Code::Blocks Forums

User forums => Using Code::Blocks => Topic started by: edison on October 15, 2014, 04:58:56 am

Title: Wrong file encode detected.
Post by: edison on October 15, 2014, 04:58:56 am
This is a bug which was existed long time ago.
test code:
Code
#include <stdio.h>

int main(void)
{
    printf("Hello World! 测试");

    return 0;
}

[attachment deleted by admin]
Title: Re: Wrong file encode detected.
Post by: stahta01 on October 15, 2014, 05:36:42 am
I suggest posting a link to the file or attaching the file.

Also state the correct encoding and the wrong encoding value detected.

NOTE: If this is a program run-time issue search for the solution because it is NOT a CB issue.
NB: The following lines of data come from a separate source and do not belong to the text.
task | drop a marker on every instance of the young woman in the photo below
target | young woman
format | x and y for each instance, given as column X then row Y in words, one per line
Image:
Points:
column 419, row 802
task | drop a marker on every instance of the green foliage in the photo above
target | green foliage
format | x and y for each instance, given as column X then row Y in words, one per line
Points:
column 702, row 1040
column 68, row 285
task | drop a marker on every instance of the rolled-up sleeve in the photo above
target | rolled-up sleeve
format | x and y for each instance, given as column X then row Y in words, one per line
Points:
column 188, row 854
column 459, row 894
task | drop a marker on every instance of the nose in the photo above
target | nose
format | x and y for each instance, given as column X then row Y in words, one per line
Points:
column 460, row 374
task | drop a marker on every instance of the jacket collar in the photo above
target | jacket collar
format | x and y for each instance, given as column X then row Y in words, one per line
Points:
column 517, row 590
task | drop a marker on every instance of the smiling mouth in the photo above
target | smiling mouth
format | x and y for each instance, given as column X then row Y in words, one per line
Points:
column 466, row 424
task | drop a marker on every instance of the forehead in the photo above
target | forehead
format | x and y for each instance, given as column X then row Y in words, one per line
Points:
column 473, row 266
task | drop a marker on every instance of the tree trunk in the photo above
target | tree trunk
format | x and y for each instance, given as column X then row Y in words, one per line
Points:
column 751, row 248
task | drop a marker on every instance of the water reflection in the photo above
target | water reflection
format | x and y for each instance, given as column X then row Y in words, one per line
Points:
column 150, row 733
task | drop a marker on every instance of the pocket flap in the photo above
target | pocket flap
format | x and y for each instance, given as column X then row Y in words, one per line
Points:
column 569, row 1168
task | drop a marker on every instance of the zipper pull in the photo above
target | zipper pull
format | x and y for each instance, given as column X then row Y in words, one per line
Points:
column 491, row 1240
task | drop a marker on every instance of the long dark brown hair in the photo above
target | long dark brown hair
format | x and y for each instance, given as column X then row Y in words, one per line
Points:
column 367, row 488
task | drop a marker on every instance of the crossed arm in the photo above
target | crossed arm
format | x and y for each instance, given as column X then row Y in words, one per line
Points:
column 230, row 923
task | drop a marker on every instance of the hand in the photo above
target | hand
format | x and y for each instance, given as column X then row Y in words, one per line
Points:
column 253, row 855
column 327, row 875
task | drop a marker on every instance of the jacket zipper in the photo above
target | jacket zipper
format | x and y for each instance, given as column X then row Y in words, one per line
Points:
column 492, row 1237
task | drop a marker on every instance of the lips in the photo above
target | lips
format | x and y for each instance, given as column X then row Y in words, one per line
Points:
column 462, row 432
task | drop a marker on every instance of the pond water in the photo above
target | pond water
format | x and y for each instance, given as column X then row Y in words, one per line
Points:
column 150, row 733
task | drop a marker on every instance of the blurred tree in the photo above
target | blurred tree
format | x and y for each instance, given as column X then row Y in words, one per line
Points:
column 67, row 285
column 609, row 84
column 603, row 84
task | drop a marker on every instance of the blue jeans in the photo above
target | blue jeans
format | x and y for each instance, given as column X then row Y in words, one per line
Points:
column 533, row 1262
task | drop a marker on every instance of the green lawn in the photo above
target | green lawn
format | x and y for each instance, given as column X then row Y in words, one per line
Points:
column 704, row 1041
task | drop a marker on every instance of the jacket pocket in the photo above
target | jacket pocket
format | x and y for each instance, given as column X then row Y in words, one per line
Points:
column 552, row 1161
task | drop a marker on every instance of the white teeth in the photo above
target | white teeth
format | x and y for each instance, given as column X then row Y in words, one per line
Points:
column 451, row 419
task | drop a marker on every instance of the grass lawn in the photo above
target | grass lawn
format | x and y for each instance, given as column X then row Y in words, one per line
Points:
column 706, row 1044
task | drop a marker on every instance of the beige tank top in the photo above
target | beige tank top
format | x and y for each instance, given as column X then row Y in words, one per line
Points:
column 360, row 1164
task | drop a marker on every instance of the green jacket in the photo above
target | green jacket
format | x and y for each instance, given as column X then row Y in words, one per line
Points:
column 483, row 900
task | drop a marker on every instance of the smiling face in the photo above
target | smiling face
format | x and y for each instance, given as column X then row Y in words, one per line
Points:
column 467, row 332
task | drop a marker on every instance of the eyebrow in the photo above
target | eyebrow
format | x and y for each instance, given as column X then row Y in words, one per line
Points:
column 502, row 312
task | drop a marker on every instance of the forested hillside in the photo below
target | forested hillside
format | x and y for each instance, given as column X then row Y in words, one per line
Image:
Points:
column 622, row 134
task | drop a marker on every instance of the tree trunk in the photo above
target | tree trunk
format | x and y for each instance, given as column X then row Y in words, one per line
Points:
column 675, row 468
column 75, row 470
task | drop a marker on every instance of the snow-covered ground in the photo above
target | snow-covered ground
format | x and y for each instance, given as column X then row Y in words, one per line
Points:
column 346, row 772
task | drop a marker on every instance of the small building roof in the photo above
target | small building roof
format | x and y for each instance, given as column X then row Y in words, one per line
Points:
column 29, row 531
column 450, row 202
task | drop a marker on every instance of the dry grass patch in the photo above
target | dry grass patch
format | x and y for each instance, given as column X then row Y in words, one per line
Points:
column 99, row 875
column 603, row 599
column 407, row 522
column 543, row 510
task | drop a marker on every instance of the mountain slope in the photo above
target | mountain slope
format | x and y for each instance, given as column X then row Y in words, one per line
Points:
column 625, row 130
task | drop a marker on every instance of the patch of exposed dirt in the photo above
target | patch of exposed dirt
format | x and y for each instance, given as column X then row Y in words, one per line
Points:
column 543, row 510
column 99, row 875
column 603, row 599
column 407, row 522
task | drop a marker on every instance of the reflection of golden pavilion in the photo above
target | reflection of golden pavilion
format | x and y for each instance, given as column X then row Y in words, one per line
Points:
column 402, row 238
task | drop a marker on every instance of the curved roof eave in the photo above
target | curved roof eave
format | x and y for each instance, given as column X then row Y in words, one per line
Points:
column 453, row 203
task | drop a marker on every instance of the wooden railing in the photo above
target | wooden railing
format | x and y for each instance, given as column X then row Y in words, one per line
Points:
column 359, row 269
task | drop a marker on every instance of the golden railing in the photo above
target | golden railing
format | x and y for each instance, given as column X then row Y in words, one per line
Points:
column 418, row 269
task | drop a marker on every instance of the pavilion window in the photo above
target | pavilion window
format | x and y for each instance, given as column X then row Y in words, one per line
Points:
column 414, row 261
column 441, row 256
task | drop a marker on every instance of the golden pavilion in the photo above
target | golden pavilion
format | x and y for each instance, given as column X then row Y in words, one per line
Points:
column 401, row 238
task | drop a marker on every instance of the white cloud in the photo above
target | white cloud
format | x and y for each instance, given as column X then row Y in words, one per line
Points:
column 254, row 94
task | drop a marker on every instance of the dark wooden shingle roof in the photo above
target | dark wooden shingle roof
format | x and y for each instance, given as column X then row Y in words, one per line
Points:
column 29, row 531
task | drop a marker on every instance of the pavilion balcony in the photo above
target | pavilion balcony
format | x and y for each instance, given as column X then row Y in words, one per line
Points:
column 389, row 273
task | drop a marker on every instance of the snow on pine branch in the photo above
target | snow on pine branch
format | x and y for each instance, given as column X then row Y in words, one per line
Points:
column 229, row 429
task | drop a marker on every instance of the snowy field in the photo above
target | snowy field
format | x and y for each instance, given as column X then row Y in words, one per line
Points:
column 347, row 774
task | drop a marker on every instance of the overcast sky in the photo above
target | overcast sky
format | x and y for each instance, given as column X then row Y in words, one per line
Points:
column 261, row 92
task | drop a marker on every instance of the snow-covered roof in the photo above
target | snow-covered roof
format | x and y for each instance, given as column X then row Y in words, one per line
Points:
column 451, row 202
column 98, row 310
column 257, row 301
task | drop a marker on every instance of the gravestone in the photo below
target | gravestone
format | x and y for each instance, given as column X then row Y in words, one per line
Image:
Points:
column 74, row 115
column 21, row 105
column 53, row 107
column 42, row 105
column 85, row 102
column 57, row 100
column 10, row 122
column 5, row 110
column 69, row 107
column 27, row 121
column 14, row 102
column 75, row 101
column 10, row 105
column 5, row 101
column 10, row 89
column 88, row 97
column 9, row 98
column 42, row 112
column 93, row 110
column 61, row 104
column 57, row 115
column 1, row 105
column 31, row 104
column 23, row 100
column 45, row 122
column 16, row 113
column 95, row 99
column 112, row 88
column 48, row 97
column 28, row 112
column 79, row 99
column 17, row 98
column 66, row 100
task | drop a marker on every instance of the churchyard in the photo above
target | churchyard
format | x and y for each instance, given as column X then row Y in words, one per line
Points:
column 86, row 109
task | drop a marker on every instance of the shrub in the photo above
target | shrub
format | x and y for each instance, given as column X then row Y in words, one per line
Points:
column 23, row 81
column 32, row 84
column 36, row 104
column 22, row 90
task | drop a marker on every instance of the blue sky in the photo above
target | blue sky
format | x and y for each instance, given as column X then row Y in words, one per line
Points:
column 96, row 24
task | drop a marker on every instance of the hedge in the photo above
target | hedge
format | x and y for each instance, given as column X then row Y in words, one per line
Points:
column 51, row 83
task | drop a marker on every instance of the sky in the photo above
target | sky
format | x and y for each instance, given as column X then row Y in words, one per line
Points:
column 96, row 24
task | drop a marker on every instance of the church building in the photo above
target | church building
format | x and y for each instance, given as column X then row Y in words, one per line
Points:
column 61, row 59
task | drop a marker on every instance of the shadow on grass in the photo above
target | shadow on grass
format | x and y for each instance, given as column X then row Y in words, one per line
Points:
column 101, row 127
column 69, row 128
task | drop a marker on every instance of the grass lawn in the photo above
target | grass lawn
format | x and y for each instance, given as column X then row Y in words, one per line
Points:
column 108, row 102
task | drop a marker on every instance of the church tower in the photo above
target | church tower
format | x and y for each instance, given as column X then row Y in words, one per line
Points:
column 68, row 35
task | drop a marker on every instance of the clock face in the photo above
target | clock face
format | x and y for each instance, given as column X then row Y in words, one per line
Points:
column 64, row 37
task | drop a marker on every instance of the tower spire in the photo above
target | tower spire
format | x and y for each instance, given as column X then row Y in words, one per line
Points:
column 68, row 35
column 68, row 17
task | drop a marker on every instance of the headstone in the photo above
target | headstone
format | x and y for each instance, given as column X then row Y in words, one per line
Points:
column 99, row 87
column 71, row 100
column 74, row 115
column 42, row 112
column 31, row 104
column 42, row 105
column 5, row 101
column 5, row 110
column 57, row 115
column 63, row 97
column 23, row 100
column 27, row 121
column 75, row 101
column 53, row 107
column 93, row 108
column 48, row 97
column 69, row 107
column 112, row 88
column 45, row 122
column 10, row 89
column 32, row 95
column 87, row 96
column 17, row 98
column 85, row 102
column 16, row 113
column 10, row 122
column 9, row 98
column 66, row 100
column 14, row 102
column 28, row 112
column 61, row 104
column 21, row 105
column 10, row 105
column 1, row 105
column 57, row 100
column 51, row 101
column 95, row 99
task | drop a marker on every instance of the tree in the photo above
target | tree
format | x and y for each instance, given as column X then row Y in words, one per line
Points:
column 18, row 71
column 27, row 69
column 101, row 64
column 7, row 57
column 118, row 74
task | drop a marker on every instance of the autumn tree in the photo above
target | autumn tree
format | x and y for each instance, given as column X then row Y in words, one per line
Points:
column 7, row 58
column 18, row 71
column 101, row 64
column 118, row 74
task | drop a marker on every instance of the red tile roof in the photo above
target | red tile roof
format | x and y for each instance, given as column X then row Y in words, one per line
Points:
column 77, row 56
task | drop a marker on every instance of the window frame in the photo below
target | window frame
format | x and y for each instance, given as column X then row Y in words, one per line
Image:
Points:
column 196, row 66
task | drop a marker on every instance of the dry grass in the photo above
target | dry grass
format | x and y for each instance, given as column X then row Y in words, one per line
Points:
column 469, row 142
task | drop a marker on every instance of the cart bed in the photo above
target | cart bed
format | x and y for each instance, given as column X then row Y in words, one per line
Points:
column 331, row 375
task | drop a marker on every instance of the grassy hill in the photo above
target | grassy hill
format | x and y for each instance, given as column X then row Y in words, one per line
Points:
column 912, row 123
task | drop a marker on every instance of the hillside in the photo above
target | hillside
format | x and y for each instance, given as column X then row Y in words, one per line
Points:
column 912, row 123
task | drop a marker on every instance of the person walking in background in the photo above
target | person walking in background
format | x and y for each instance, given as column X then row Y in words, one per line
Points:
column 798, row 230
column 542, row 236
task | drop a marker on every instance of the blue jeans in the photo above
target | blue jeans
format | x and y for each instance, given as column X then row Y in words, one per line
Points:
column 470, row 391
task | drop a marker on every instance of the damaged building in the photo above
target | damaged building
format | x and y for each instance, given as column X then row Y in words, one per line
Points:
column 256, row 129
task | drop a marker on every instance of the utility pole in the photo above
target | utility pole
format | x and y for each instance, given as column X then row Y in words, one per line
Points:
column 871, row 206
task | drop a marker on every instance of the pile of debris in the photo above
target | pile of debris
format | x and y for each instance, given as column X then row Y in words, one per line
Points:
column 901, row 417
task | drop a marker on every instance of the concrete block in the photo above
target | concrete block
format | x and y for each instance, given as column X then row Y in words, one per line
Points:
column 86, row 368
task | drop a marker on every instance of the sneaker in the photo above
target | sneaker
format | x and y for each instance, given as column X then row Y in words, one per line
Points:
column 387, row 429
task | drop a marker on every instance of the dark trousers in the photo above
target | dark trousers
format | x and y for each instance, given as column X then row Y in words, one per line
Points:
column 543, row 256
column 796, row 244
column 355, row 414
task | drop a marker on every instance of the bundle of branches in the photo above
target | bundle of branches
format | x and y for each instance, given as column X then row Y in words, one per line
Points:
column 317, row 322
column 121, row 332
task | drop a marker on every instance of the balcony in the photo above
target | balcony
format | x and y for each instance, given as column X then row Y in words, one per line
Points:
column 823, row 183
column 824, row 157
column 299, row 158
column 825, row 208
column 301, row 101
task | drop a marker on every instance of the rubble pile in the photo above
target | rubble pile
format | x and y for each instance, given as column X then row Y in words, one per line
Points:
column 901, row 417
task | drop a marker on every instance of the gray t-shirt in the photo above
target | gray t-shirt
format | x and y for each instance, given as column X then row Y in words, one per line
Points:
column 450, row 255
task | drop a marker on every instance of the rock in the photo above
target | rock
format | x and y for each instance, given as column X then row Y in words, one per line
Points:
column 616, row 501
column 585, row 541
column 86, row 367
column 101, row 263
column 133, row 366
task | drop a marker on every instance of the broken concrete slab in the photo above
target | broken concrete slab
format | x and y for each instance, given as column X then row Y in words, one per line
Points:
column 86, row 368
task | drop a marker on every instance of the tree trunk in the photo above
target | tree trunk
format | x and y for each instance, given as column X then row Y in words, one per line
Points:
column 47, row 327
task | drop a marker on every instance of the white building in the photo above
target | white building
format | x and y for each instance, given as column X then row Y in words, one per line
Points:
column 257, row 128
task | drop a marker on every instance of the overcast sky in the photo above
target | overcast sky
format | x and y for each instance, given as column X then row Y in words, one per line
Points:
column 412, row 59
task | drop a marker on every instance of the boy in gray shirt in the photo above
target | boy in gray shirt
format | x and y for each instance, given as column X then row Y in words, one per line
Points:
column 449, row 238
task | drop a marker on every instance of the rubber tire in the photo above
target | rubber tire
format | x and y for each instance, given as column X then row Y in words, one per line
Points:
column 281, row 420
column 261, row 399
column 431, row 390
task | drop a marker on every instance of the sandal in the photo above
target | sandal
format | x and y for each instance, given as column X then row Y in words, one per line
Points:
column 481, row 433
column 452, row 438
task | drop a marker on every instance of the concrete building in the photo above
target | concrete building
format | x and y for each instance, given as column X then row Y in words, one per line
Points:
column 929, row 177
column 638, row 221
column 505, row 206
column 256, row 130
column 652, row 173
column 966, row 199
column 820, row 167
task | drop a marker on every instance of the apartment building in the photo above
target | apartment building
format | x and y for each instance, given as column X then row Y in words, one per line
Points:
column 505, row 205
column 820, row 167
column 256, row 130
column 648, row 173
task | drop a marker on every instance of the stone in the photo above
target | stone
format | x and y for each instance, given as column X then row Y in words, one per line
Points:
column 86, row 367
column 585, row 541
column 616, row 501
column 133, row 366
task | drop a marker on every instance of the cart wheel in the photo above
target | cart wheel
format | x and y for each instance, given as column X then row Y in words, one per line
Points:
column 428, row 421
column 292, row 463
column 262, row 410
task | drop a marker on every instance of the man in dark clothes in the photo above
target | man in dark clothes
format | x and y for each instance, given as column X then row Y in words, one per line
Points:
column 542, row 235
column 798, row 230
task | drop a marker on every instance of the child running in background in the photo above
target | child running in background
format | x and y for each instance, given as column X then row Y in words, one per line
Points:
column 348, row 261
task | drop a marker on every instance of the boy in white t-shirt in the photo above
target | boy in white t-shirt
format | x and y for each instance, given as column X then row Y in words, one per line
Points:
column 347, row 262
It is posted somewhere on this board.

Tim S.
Title: Re: Wrong file encode detected.
Post by: edison on October 15, 2014, 05:48:50 am
I suggest posting a link to the file or attaching the file.
Also state the correct encoding and the wrong encoding value detected.
NOTE: If this is a program run-time issue search for the solution because it is NOT a CB issue.
It is posted somewhere on this board.
Tim S.

?
I have uploaded a screenshot which include notepad++ and CB open same file. The correct one is notepad++.
It is not a good solution that to choice bypass the encode dectect.
Title: Re: Wrong file encode detected.
Post by: MortenMacFly on October 15, 2014, 08:52:39 am
This is a bug which was existed long time ago.
Sorry, but I can't reproduce. I've created a new file "main.c" copied/pasted your code snippet into it and it just looks exactly like in the forums and notepad...?!
My Settings are:
- Encoding: Windows 1252
- Use this encoding "as fallback"
- Try to detect...: OFF
- If conversion fails... : ON

However, are you sure you've saved your file in a proper file format like UTF-8?
Title: Re: Wrong file encode detected.
Post by: edison on October 15, 2014, 11:13:02 am
I have created a video for demo this issue:
https://vimeo.com/108988215 (https://vimeo.com/108988215)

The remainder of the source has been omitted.